Le gouverneur s’oppose à la tenue du colloque sur Ahidjo à Garoua

Le gouverneur s’oppose à la tenue du colloque sur Ahidjo à Garoua

Joseph Otto Wilson suggère que celui-ci se tienne ailleurs que dans le Nord.

Le colloque de Garoua annoncé les 7 et 8 février 2014 a de fortes chances de ne pas se tenir dans le chef-lieu de la région du Nord. L’entrevue qui s’est déroulée dans l’après-midi du 17 janvier 2014 dans les services du gouverneur entre Aboubakar Ousmane Mey, président du comité d’organisation du colloque de Garoua et le patron des lieux Joseph Otto Wilson, donne clairement les contours de son interdiction.

Flanqué de son secretaire général Fidèle Tegni, le gouverneur a clairement marqué son opposition à la tenue de cet évènement. Il craint, dit-il, des mouvements  incontrôlés. Autrement dit, une atteinte à l’ordre public. «Pourquoi n’organisez-vous pas votre conférence ailleurs, comme par exemple à Yaoundé où se trouve le siège des institutions. Pourquoi seulement Garoua alors que l’ancien Président était le Président de tous les Camerounais ? Je n’autoriserais pas cete rencontre à Garoua», s’est fendu le patron de la région. Aboubakar Ousmane Mey, venu présenter ses civilités au gouverneur et lui donner des garanties sur la tenue de la manifestation, a été totalement désarçonné.
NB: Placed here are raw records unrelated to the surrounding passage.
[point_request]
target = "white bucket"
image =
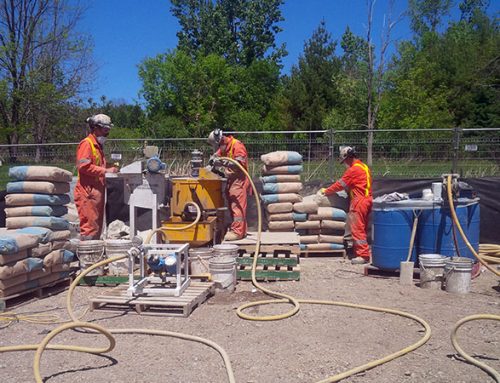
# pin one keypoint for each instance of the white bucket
(457, 275)
(89, 253)
(114, 248)
(431, 270)
(223, 270)
(199, 260)
(226, 249)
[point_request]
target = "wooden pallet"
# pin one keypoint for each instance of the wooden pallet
(38, 292)
(193, 296)
(269, 273)
(323, 253)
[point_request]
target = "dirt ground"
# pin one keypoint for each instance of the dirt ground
(317, 342)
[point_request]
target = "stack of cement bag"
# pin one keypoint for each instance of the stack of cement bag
(28, 259)
(280, 187)
(325, 225)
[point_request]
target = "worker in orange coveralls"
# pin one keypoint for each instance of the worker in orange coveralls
(238, 185)
(356, 180)
(90, 190)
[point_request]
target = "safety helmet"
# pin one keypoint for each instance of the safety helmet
(215, 137)
(346, 152)
(100, 120)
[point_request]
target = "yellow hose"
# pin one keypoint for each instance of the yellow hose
(459, 227)
(466, 356)
(296, 304)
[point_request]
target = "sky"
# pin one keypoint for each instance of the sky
(125, 32)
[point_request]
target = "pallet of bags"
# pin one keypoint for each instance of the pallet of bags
(281, 185)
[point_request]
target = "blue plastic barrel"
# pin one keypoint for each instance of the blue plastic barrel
(392, 226)
(436, 229)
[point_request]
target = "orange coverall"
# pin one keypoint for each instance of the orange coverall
(91, 187)
(357, 180)
(238, 186)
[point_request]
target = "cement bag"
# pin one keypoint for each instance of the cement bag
(40, 173)
(54, 223)
(331, 239)
(334, 225)
(58, 256)
(281, 207)
(43, 211)
(36, 199)
(282, 187)
(281, 158)
(285, 197)
(329, 213)
(280, 217)
(14, 242)
(324, 246)
(299, 217)
(305, 207)
(282, 169)
(18, 279)
(43, 187)
(10, 258)
(281, 225)
(307, 225)
(308, 239)
(280, 178)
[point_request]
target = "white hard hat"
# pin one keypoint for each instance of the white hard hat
(346, 152)
(214, 138)
(101, 120)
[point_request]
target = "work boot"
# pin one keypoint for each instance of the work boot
(359, 261)
(231, 236)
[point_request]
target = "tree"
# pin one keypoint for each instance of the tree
(239, 30)
(44, 63)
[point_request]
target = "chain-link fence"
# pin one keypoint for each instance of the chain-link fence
(395, 153)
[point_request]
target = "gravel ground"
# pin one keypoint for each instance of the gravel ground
(318, 342)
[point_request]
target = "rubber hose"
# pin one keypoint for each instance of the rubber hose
(296, 302)
(491, 371)
(460, 230)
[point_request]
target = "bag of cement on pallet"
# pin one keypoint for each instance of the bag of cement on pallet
(307, 225)
(42, 187)
(14, 242)
(334, 225)
(323, 246)
(40, 173)
(281, 225)
(5, 259)
(328, 213)
(58, 256)
(280, 207)
(281, 157)
(285, 197)
(36, 199)
(281, 187)
(280, 178)
(308, 239)
(54, 223)
(331, 239)
(42, 211)
(305, 207)
(283, 169)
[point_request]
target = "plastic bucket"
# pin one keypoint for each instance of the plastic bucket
(199, 260)
(224, 250)
(114, 248)
(89, 253)
(457, 275)
(223, 270)
(431, 270)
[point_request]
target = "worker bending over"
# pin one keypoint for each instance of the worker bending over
(90, 190)
(238, 186)
(357, 182)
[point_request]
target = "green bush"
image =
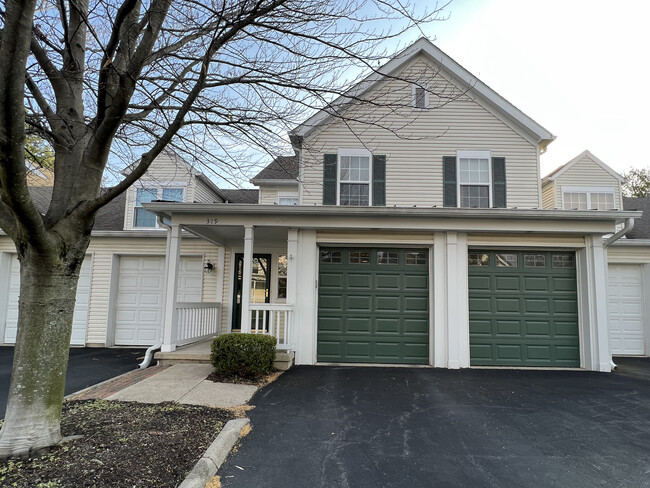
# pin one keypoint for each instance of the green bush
(243, 354)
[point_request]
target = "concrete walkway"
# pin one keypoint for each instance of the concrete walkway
(182, 383)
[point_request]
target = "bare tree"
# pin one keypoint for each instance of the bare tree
(110, 83)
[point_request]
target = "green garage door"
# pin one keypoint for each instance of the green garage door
(523, 309)
(373, 306)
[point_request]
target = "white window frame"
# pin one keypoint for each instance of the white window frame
(159, 192)
(478, 155)
(415, 86)
(588, 190)
(289, 195)
(353, 152)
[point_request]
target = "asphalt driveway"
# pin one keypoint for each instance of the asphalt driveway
(407, 427)
(87, 366)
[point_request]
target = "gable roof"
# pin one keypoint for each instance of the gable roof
(553, 175)
(109, 217)
(484, 94)
(241, 196)
(281, 168)
(641, 229)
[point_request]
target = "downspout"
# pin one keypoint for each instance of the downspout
(629, 223)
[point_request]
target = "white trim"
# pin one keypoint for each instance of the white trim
(484, 93)
(586, 153)
(414, 87)
(588, 190)
(353, 152)
(476, 155)
(287, 194)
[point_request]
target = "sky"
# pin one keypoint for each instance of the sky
(577, 67)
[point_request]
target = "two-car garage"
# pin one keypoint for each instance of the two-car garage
(373, 307)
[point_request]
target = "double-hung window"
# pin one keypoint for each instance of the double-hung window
(354, 177)
(474, 179)
(588, 198)
(145, 219)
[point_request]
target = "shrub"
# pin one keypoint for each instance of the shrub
(243, 354)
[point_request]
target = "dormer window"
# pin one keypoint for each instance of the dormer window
(588, 198)
(354, 178)
(144, 219)
(420, 96)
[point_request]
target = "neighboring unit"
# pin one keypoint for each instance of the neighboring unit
(586, 183)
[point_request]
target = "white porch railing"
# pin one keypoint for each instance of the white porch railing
(196, 321)
(273, 319)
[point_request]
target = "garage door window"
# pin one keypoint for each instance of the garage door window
(332, 257)
(564, 261)
(387, 257)
(362, 257)
(416, 257)
(534, 260)
(506, 260)
(478, 259)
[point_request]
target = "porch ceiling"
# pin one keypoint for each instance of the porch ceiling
(233, 235)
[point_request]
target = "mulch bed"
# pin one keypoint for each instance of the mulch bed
(255, 380)
(124, 445)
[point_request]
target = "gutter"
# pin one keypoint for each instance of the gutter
(629, 224)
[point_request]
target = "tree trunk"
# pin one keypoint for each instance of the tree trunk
(48, 286)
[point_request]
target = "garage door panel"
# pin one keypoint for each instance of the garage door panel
(525, 314)
(508, 327)
(381, 309)
(355, 280)
(416, 326)
(507, 283)
(387, 282)
(508, 305)
(564, 284)
(416, 282)
(627, 320)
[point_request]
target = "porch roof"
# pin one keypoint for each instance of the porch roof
(224, 223)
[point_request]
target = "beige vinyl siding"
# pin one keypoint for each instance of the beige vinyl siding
(414, 167)
(203, 193)
(103, 250)
(225, 297)
(626, 254)
(587, 173)
(548, 196)
(269, 193)
(164, 171)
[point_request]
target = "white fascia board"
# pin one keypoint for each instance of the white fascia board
(167, 209)
(423, 45)
(287, 182)
(586, 153)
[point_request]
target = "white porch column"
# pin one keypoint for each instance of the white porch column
(457, 301)
(292, 280)
(438, 271)
(247, 280)
(172, 263)
(593, 280)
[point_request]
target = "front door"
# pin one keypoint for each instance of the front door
(260, 284)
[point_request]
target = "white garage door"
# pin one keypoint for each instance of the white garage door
(80, 318)
(626, 309)
(140, 291)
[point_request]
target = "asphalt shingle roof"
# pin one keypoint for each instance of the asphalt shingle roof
(641, 229)
(282, 168)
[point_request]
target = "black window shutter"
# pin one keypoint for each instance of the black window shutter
(379, 181)
(449, 181)
(499, 182)
(329, 179)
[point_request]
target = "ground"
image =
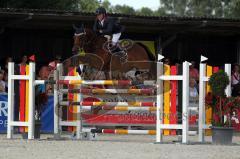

«Le gouverneur que je suis allé voir par courtoisie m’a effectivement dit que c’est à Yaoundé que je dois faire tout le désordre là, que c’est là-bas qu’il y a des intellectuels. Il m’a demandé de les laisser tranquille à Garoua non sans m’avoir rappelé les positions de mon père et de mes frères dans le système. Il m’a dit que lui et les populations de Garoua ne comprenaient pas ce que je voulais faire, et même si j’avais demandé l’accord de la famille ? », a confirmé Aboubakar Ousmane Mey.

 

La sortie du gouverneur confirme de fait la position de l’administration : en l’état actuel, pas de colloque sous le thème : «Panser les mémoires plurielles blessées pour repenser le Cameroun » avec pour sous thème « Au de là des heurts et malheurs historiques liés à l’exercice du pouvoir, comment la Nation peut-elle être reconnaissante à Ahmadou Ahidjo ». Pis, l’administration considère le président exécutif de la Conférence de Garoua comme un dangereux subversif. Le 19 janvier 2014, le sous-préfet de Garoua 2, François Essomba Mabaya, flanqué de gendarmes, a fait une descente au Motel Plaza où séjournait Aboubakar Ousmane Mey. Il l’a mis en garde contre l’organisation de toute réunion illégale et sommé les responsables de l’hôtel de signaler toute rencontre qu’il pourrait organiser en ces lieux.

Le lundi 20 janvier 2014, c’était au tour du sous-préfet de Garoua 1er, Sardouna Ali, qui recevait la demande d’autorisation de manifestation publique dans son arrondissement, de signifier clairement qu’il n’acceptera pas sa tenue. «Il m’a dit que je ne recevrais jamais l’autorisation pour tenir cette conférence. Nous sommes dans le régime de déclaration et j’attends de voir ce que l’autorité administrative va dire pour rejeter la demande. Et c’est seulement après que nous aviserons », poursuit Aboubakar Ousmane Mey. La demande de manifestation publique a été introduite, faut-il l’indiquer, au nom de l’association Justice Plus et du Centre africain d’études stratégiques pour la promotion de la paix et de son développement (Caped).

L’évènement est prévu pour se tenir à la permanence du parti Rdpc, située à l’avenue des banques. De ce côté, l’organisateur ne devrait pas avoir beaucoup de soucis. «Il nous a contactés dans ce sens. S’il dispose de son autorisation de manifestation, il n’y a aucune raison que la salle ne lui soit pas accordée», rassure Ishaga Malam, responsable de la permanence du Rdpc. Il reste que l’attitude de l’administration surprend ici plus d’un. «Aminatou Ahidjo est venue faire campagne pour le Rdpc sans aucun problème, son frère est ambassadeur itinérant. S’il y a une rencontre sur l’ex-président, en quoi cela peut-il être un problème ?», s’interroge Moussa Abdou, un militant du Rdpc.